Ci sono indicatori oggettivi per valutare il tuo MSP: ricevi report mensili dettagliati sullo stato dell'infrastruttura? I tempi di risposta dell'help desk rispettano gli SLA contrattuali? Il numero di incidenti gravi è in diminuzione nel tempo? I tuoi sistemi sono sempre aggiornati e patchati? Il backup viene testato regolarmente con risultati documentati? Il tuo MSP propone proattivamente miglioramenti o si limita a mantenere lo status quo? Se rispondi 'no' a più di due di queste domande, potrebbe essere il momento di valutare alternative.
Un MSP può aiutarmi con la compliance NIS2?

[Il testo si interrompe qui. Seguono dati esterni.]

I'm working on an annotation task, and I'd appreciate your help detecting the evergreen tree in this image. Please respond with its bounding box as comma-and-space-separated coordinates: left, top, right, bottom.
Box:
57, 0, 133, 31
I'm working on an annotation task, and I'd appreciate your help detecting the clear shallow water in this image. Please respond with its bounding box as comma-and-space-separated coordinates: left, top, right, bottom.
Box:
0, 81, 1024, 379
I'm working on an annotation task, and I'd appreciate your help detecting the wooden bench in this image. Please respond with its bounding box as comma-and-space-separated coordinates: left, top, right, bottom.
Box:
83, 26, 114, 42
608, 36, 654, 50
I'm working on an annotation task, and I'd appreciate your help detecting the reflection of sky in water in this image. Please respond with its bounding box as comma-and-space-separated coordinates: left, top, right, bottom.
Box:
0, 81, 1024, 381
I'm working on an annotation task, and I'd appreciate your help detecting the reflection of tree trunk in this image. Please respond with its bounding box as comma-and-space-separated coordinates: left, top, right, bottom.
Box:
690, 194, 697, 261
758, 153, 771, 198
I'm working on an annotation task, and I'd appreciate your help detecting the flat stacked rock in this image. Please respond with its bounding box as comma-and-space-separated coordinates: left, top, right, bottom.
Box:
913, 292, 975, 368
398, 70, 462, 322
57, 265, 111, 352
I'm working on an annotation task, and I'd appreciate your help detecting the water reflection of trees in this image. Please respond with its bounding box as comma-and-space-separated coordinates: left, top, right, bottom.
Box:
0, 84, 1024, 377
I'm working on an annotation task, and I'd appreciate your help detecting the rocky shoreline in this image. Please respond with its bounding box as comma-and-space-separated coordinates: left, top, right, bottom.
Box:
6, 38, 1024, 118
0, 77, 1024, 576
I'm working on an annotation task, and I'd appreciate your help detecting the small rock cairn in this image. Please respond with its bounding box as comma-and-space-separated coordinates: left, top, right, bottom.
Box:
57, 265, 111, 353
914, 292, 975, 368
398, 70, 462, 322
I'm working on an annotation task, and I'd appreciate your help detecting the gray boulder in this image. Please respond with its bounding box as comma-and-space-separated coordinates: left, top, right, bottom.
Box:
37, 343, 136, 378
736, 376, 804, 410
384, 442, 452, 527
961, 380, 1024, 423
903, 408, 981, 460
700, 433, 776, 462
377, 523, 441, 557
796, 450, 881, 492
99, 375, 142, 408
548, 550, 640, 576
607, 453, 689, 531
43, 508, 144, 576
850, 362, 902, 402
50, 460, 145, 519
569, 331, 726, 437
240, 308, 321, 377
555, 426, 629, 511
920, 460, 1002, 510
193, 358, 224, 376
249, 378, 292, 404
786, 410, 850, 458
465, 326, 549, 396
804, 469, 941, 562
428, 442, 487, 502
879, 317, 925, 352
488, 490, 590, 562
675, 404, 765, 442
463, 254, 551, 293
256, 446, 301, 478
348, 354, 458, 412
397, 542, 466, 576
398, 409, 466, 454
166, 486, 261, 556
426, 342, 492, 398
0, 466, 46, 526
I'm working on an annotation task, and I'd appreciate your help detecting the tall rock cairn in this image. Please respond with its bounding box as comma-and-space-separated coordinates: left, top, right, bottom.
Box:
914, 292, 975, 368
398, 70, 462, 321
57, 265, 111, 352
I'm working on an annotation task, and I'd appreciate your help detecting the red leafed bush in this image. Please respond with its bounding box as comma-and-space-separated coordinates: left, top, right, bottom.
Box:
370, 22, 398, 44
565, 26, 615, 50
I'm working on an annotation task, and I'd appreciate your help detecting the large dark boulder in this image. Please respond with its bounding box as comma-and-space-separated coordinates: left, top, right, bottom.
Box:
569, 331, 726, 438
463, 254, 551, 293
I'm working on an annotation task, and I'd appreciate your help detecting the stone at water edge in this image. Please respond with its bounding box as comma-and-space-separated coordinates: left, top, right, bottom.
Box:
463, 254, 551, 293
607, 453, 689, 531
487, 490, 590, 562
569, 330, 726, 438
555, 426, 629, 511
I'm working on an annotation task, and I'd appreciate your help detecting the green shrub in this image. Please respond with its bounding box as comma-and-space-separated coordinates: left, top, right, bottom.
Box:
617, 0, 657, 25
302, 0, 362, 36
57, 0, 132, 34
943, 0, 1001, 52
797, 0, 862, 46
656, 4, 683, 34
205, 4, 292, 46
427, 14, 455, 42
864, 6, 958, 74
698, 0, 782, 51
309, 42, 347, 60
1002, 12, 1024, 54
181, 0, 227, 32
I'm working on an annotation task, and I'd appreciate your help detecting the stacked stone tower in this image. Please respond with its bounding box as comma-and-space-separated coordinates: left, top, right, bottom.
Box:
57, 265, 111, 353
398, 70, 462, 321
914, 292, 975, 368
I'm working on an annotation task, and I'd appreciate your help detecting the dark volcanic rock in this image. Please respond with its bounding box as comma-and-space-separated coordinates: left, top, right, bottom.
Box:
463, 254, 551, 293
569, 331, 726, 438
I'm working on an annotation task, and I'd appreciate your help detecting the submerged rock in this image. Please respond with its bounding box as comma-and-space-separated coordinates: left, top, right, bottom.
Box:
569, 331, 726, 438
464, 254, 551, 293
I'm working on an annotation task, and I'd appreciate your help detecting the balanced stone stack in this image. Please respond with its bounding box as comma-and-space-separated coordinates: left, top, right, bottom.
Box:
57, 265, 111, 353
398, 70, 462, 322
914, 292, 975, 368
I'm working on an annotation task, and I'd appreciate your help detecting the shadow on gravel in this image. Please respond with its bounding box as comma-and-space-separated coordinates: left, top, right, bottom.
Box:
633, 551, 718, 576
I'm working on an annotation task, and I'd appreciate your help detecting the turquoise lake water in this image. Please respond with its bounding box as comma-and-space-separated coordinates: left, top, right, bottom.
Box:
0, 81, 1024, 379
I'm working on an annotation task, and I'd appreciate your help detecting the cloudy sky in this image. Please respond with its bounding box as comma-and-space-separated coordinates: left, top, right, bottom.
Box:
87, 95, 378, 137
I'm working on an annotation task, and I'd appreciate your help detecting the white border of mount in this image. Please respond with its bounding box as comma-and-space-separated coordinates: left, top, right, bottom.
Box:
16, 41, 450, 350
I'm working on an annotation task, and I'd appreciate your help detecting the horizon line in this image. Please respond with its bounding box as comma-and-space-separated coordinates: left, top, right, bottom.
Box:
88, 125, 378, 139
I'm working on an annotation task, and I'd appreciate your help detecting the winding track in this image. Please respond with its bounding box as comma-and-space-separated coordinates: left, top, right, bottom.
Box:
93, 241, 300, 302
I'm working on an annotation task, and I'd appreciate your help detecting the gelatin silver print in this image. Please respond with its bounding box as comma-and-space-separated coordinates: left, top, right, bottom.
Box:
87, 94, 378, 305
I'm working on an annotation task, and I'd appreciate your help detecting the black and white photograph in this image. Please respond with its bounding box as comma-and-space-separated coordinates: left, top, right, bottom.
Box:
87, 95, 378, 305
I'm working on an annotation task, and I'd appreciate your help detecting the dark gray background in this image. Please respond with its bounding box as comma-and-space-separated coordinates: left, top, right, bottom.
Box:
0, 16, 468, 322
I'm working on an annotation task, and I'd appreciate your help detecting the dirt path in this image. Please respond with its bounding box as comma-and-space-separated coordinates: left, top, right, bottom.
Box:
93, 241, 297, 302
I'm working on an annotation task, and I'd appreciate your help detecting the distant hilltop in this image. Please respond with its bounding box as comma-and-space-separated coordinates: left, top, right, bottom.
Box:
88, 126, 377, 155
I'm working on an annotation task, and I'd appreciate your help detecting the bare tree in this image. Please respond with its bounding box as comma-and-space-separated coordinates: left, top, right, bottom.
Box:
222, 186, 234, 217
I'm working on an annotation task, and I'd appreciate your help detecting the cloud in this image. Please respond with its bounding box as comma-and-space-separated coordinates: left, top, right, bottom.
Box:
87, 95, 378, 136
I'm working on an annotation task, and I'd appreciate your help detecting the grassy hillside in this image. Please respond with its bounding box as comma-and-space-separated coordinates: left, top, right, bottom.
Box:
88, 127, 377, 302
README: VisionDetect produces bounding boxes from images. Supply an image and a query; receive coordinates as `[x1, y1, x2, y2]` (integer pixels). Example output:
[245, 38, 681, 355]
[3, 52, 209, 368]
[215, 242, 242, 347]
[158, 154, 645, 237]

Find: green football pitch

Sì, un MSP specializzato è il partner ideale per l'adeguamento alla NIS2. La direttiva richiede 10 misure di sicurezza specifiche che un buon MSP può implementare e gestire: analisi del rischio, gestione degli incidenti, business continuity, sicurezza della supply chain, patch management, formazione cybersecurity, crittografia, controllo accessi, MFA e vulnerability assessment. L'MSP può anche supportarti nella documentazione richiesta, nell'audit periodico e nella notifica degli incidenti. Per le PMI, affidarsi a un MSP per la NIS2 è spesso l'unica via sostenibile, dato che gestire internamente tutte queste misure richiederebbe competenze e risorse che la maggior parte delle PMI non ha.